The smell met him first. Dreverhaven’s rear quarters were windowless and unventilated, a nest of discarded books and trash and reeking rags. But this was not the source of the most offensive stench. That came from the top floor, accessible via a blood-spattered staircase.
An operating theater, a stainless-steel table set in black tile seemingly grouted in caked human blood. Decades of grime and gore covered every surface, flies buzzing angrily around a blood-smeared meat refrigerator in the corner.
Setrakian held his breath and opened the fridge, because he had to. It contained only items of perversion, nothing of real interest. No information to further Setrakian’s quest. Setrakian realized he was becoming inured to depravity and butchering.
He returned to the creature suffering in the chair. Dreverhaven’s face had by now melted away, unveiling the
strigoi
beneath. Setrakian stepped to the windows, dawn just beginning to filter in, soon to trumpet into the apartment, cleaning it of darkness and of vampires.
“How I dreaded each dawn in the camp,” said Setrakian. “The start of another day in the death farm. I did not fear death, but I did not choose it either. I chose survival. And in doing so, I chose dread.”
I am happy to die.
Setrakian looked at Dreverhaven. The
strigoi
no longer bothered with the ruse of moving his lips.
All my lusts have long since been satisfied. I have gone as far as one can go in this life, man or beast. I hunger for nothing any longer. Repetition only extinguishes pleasure.

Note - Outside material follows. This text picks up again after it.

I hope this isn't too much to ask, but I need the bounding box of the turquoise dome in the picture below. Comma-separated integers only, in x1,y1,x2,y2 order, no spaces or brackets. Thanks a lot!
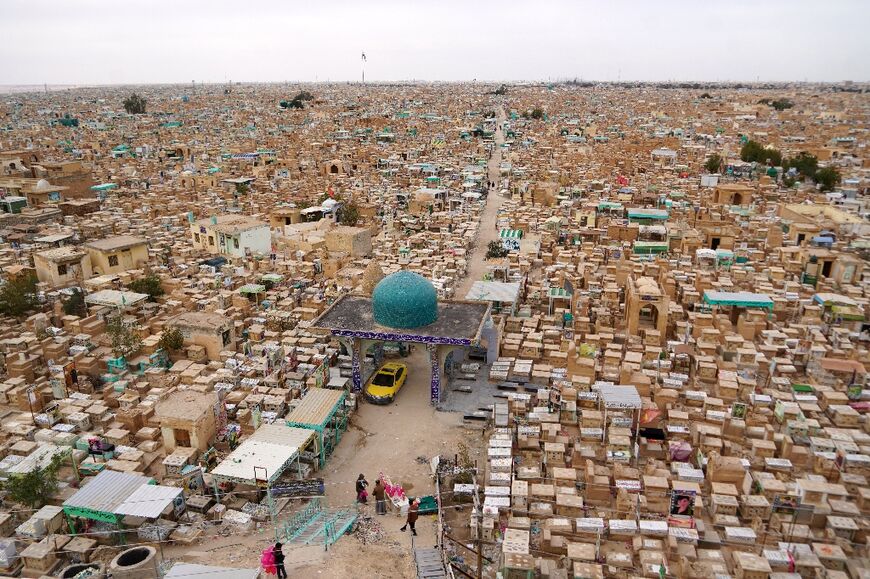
372,270,438,329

“The book,” said Setrakian, daringly close to Dreverhaven. “It no longer exists.”
It does exist. But only a fool would dare to pursue it. Pursuing the
Occido Lumen
means you are pursuing the Master. You might be able to take a tired acolyte like myself but if you go against him, the odds will certainly be against you. As they were against your dear wife.
So indeed the vampire had a little bit of perversion left in him. He still possessed the capacity, however small and vain, for sick pleasure. The vampire’s gaze never left Setrakian’s.

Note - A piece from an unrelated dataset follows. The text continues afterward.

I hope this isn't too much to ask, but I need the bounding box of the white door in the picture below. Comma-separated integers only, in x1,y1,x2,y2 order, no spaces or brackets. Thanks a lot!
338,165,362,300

Morning was upon them now, the sun appearing at an angle through the windows. Setrakian stood and suddenly grasped the back of Dreverhaven’s chair, tipping it onto its hind legs and dragging it through the bookcase to the hidden rear quarters, leaving twin scores in the wood floor.

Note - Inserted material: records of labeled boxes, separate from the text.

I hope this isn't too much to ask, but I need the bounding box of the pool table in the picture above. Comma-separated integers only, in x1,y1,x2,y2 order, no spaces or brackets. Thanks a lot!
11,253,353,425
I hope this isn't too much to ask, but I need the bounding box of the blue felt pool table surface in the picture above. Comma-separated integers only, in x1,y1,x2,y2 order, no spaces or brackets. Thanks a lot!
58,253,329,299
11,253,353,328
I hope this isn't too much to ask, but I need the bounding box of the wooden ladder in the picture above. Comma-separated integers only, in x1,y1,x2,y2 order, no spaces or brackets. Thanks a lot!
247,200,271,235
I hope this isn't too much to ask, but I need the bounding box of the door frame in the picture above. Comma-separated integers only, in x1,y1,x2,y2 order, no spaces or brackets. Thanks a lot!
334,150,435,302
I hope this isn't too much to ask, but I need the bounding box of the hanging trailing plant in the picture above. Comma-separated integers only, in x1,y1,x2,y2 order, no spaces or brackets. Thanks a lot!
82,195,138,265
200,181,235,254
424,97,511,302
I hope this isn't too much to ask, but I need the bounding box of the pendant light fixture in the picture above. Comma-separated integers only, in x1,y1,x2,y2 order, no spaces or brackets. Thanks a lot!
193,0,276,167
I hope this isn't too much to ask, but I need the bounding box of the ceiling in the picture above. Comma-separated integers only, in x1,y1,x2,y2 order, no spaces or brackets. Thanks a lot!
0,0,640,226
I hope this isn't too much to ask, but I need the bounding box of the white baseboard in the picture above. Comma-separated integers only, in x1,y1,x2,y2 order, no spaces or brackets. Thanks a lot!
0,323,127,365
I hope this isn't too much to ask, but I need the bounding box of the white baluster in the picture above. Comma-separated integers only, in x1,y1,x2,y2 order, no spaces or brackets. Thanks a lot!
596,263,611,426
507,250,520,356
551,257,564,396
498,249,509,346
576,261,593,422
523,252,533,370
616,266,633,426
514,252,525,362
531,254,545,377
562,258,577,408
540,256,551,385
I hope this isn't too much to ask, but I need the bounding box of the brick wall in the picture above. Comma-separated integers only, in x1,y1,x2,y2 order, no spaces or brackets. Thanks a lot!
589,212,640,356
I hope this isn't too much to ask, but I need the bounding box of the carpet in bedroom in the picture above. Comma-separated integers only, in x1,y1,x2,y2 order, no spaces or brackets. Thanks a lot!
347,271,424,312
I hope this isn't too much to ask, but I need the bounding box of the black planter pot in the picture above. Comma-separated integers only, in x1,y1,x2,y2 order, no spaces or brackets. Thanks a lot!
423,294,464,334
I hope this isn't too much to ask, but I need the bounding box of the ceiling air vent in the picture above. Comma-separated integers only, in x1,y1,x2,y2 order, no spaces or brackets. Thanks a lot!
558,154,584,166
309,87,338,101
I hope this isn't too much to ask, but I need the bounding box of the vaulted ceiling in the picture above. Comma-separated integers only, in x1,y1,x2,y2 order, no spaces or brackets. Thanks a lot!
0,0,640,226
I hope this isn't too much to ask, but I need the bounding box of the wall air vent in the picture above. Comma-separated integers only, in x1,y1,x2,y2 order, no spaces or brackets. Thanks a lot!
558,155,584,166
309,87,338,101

“Sunlight,” Setrakian declared, “is too good for you, Herr Doktor.”
The
strigoi
stared at him, eyes full of anticipation. Here, finally for him, was the unexpected. Dreverhaven longed to be part of any perversion, no matter the role he might play.
Setrakian remained in tight control of his rage.
“Immortality is no friend to the perverse, you say?” Setrakian put his shoulder to the bookshelf, sealing out the sun. “Then immortality you shall enjoy.”
That’s it, woodworker. There is your passion, Jew. What have you in mind?
The plan took three days. For seventy-two hours, Setrakian worked nonstop in a vengeful daze. Dismembering the
strigoi
upon Dreverhaven’s own operating table, severing and cauterizing all four stumps, was the most dangerous part. He then procured lead tulip planters in order to fashion a dirt-less coffin for the silver-necklaced
strigoi,
in order to cut off the vampire from communication with the Master. Into the sarcophagus he packed the abomination and its severed limbs. Setrakian chartered a small boat and loaded the planter onto it. Then he sailed alone deep into the North Sea. After a struggle, he managed to put the box overboard without sinking the boat in the process—thereby stranding the creature between land masses, safe from the killing sun and yet impotent for all eternity.